PyCon JP 2022

Effective data science teams with Jupyter and databooks
2022/10/15 , pyconjp_3
言語: English

Jupyter notebooks have been around us since 2015. Since then, it has been used in blogs, books and fields such as data science.
Nonetheless, some of the features that make notebooks great also discourage teams from using them. In this talk I'll explore these issues, some solutions, my personal experience and share a python tool I've built to make them more amicable for software teams.


Jupyter notebook is a great tool for quick prototyping and exploration. For this reason, it's very popular in fields such as data science. However, it's JSON-like structure makes it hard to work with notebooks in teams, as it does not cope well with other software tools such as git.

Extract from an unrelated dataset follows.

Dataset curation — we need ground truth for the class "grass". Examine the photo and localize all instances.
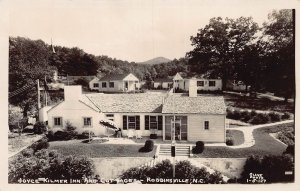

Allowing developers better version notebooks and provide better tools to compare and resolve conflicts can greatly improve the lives of developers. I have used Jupyter notebooks at different data science projects, have experimented with different tools to support better work with notebooks and git and build my own tool (databooks) to that purpose.

Program

  • Agenda
  • Introduction
  • Data science and notebooks
  • Jupyter notebooks
  • What it is
  • Where you can find them
  • Issues with notebooks
  • Solution to those issues
  • Databooks
  • Demo
  • What it is
  • How it works

This talk is not about

  • Why you should use notebooks
  • How does Jupyter notebooks work
  • Data science
  • How to put notebooks in production
  • How does git work

Murilo Cunha is an AI tech lead at Dataroots with a background in Mechanical Engineering and an advanced master’s degree in Artificial Intelligence from KU Leuven, whose main goal is to make AI both useful and accessible. To reach this goal, Murilo takes a pragmatic approach which led him to move more into the direction of data engineering. In line with his passion of enabling AI to make an impact, Murilo developed an expertise in MLOps, meaning that he advocates for automation and monitoring at all steps of ML system construction, including integration and deployment. With his experience in getting ROI on AI initiatives and as an open source supporter, he decided to fill in the existing gap in the tooling that supports data scientists by creating databooks, an open source package to make the life of data scientists easier.